LE BONHEUR. Mais oui, c'est tous les jours dimanche, dans toutes les maisons, quand on ouvre les yeux... Et puis, quand vient le soir, voici le Bonheur-des-couchers-de-soleil, qui est plus beau que tous les rois du monde ; et que suit le Bonheur-de-voir-se-lever-les-étoiles, doré comme un dieu d'autrefois... Puis, quand il fait mauvais, voici le Bonheur-de-la-pluie qui est couvert de perles, et le Bonheur-du-feu-d'hiver qui ouvre aux mains gelées son beau manteau de pourpre... Et je ne parle pas du meilleur de tous, parce qu'il est presque frère des Grandes Joies limpides que vous verrez bientôt, et qui est le Bonheur-des-pensées-innocentes, le plus clair d'entre nous... Et puis, voici encore... Mais vraiment, ils sont trop !... Nous n'en finirons pas, et je dois prévenir d'abord les Grandes Joies qui sont là-haut, au fond, près des portes du ciel, et ne savent pas encore que vous êtes arrivés... Je vais leur dépêcher le Bonheur-de-courir-nu-pieds-dans-la-rosée, qui est le plus agile... [...]

Maurice Maeterlinck (1862-1949), L'oiseau bleu, Édition Labor

Le jardin des Bonheurs (extrait long)

TYLTYL. Qu'est-ce que ces gros messieurs qui s'amusent et mangent tant de bonnes choses ?

LA LUMIERE. Ce sont les plus gros Bonheurs de la Terre, ceux qu'on peut voir à l'oeil nu. [...]

TYLTYL. Est-ce que l'on peut s'approcher ?

LA LUMIERE. Certainement. Ils ne sont pas méchants bien que vulgaires et, d'habitude, assez mal élevés.

MYTYL. Qu'ils ont de beaux gâteaux !... [...]

TYLTYL. Qu'ils ont l'air contents et heureux !... Et ils crient ! et ils rient ! et ils chantent !... Je crois qu'ils nous ont vus...

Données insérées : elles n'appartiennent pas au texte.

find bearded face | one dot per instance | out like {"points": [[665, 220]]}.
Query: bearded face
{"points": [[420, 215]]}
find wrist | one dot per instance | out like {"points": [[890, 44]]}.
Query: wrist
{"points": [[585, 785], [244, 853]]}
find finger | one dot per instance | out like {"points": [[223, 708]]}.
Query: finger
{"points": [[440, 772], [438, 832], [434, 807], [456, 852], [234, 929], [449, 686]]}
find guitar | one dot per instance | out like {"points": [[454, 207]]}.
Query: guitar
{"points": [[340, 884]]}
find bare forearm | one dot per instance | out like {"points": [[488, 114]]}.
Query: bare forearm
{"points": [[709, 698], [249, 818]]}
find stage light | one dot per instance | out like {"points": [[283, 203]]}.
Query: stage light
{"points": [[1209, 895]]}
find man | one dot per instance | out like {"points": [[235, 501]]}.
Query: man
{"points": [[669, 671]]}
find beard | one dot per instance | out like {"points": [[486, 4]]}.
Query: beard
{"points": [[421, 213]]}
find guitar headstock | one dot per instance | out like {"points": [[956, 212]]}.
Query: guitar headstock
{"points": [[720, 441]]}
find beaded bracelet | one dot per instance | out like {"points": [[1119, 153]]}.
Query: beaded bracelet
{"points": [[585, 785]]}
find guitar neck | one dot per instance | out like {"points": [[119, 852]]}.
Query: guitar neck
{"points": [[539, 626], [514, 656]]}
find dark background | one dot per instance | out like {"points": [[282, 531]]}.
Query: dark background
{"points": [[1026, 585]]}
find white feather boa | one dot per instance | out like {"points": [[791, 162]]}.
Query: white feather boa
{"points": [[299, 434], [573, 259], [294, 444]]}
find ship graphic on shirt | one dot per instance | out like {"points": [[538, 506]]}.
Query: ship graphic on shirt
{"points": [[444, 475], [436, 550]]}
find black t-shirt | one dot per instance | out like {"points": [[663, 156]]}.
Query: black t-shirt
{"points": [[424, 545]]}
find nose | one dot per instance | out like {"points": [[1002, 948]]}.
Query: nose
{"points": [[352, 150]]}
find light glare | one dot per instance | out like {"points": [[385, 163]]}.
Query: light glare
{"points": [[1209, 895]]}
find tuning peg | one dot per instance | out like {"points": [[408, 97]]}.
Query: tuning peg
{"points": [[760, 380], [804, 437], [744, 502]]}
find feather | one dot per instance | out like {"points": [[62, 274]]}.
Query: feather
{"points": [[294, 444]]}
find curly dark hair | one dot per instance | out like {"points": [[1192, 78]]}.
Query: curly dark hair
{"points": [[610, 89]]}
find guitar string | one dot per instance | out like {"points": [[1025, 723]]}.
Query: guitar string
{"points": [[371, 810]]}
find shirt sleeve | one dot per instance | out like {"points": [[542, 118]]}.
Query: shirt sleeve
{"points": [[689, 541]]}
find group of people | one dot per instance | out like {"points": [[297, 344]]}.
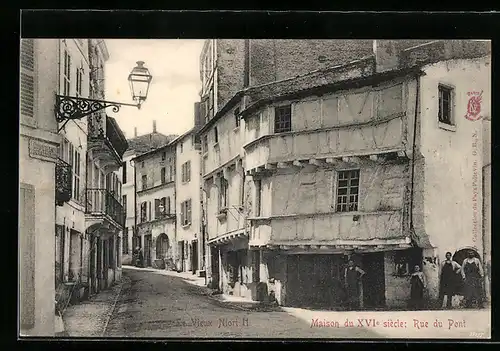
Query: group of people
{"points": [[465, 280]]}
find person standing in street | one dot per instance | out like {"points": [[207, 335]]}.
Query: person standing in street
{"points": [[472, 274], [449, 280], [352, 277], [418, 285]]}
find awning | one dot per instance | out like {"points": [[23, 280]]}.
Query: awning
{"points": [[228, 237]]}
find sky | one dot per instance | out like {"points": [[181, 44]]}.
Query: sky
{"points": [[174, 65]]}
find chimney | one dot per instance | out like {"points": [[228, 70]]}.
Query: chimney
{"points": [[386, 55]]}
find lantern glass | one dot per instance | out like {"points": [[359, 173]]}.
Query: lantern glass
{"points": [[139, 79]]}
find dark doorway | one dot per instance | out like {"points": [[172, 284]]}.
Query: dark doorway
{"points": [[105, 250], [315, 281], [92, 254], [214, 262], [374, 280], [100, 269], [194, 256], [147, 250]]}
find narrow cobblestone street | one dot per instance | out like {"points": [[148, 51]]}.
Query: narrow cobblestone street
{"points": [[162, 306], [151, 303]]}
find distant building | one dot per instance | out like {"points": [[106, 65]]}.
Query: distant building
{"points": [[155, 205], [188, 203], [136, 146], [370, 159]]}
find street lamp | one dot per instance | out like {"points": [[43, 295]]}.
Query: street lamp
{"points": [[139, 80], [71, 107]]}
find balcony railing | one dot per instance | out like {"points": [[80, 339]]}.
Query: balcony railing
{"points": [[103, 202], [113, 137], [385, 135], [63, 182]]}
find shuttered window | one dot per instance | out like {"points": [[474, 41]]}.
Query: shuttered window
{"points": [[27, 77], [27, 248]]}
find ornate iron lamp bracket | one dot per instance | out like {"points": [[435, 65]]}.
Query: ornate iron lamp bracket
{"points": [[70, 107]]}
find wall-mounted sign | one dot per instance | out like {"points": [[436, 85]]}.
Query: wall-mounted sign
{"points": [[43, 150]]}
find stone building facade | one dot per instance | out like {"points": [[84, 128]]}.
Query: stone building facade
{"points": [[38, 156], [346, 162], [156, 206]]}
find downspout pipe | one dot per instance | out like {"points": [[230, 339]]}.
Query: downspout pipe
{"points": [[414, 147], [134, 233]]}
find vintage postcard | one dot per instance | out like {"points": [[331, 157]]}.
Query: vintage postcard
{"points": [[241, 188]]}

LA LUMIERE. Ne crains rien, ils sont très accueillants... Ils vont probablement t'inviter à dîner... N'accepte pas, n'accepte rien, de peur d'oublier ta mission...

TYLTYL. Quoi ? Pas même un petit gâteau ? Ils ont l'air si bons, si frais, si bien glacés de sucre, ornés de fruits confits et débordants de crème !...

LA LUMIERE. Ils sont dangereux et briseraient ta volonté. Il faut savoir sacrifier quelque chose au devoir qu'on remplit. Refuse poliment mais avec fermeté. Les voici...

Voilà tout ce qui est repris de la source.